Keywords: 3D modeling, salt intrusions, semi-enclosed seas, estuarine circulation, Maracaibo, stratification

A 3D hydrodynamic and eutrophication model has been set-up for the Maracaibo system to analyze the present conditions of the system and to perform scenario assessments of the effects of potential future changes to the system. The model tool is part of an integrated study on environmental remediation options for the Lake (Findikakis et al., 2001). At present Lake Maracaibo suffers from anoxic conditions in the hypolimnion and high productivity in the surface waters. Furthermore, point source discharges, especially in the Strait, contaminate the water with BOD and coliforms.

The environmental quality of the Lake depends on a large number of physical, chemical, and biological processes in Lake Maracaibo itself and the adjacent bodies of water, i.e. Maracaibo Strait, Tablazo Bay and the Gulf of Venezuela (Herman de Bautista, 1997). To understand the present conditions and to predict changes resulting from specific future actions it is necessary to consider the Lake-Strait-Bay-Gulf system in its entirety. The major challenge in modeling this system is finding the proper way to deal with the broad range of spatial and temporal scales of its most significant processes. Due to the different time and space scales of the processes affecting the environmental quality in the Lake and the computational requirements for their proper simulation, a combination of linked models was used to meet the objectives of the study.

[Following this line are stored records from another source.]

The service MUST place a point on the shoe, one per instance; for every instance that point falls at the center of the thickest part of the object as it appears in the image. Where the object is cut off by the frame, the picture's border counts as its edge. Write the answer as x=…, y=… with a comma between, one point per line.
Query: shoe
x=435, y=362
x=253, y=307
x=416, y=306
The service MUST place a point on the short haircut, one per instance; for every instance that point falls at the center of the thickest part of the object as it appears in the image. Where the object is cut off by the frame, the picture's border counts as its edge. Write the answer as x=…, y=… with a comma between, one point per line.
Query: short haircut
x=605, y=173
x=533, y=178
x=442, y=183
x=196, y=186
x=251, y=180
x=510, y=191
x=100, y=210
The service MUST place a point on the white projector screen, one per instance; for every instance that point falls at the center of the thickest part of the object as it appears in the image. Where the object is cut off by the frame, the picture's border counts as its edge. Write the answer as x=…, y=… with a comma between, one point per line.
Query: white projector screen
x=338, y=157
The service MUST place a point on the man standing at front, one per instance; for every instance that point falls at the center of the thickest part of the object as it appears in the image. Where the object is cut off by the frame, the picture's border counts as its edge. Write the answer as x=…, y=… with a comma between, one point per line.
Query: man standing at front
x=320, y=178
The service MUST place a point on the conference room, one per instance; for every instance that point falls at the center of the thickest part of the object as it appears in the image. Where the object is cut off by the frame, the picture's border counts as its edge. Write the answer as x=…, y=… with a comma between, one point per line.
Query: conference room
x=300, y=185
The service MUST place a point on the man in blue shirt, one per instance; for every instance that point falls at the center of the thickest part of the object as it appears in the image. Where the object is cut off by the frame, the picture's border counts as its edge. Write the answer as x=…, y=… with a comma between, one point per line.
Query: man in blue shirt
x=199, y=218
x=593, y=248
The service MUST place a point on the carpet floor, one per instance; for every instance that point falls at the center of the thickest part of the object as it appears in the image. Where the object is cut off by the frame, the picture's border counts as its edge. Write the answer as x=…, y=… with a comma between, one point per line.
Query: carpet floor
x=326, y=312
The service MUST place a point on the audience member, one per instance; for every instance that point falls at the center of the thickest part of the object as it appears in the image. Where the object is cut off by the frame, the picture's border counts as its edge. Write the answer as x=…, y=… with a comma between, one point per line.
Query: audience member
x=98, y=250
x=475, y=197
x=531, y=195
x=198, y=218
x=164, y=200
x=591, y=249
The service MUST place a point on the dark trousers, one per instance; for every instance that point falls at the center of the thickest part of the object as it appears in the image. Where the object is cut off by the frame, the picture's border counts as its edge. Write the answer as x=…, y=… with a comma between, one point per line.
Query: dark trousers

This paper deals with the results of the hydrodynamic modeling, which also act as a basis for the eutrophication modeling (Hansen et al., 2000b).

The objective of the hydrodynamic modeling was to establish a 3D-modeling tool to improve the understanding the governing hydrodynamic features of the system and to act as a basis for the subsequent eutrophication modeling. The steps taken to achieve this goal included:

• Setting up a hydrodynamic Regional Model and two reduced model set-ups, each of which covering only a part of the Regional Model domain.
• Calibrating the Regional Model against field data from 1997-1998, especially a dedicated field monitoring program in November 1998 (Horn et al., 2001a).
• Validating the model against monitoring data from 1999, especially a dedicated field program in March-April 1999 (Horn et al., 2001a).
• Running the Regional Model for a 12-month period December 1997 – November 1998 and a Lake Subset Model for a constructed 10-year period with changing hydrologic input to the Lake.

Mike 3 is a software package developed at DHI for unsteady 3D Newtonian fluids (Rasmussen et al, 1990). The model applies a Cartesian grid representation of the modeling domain. The modeling system includes a basic full 3D hydrodynamic (HD) module, a turbulence module and add-on modules for, for example, eutrophication assessments. The turbulence module offers different approaches, one of which, the mixed Smagorinsky (in the horizontal) and k-ε (in the vertical) closure scheme, was used for this study.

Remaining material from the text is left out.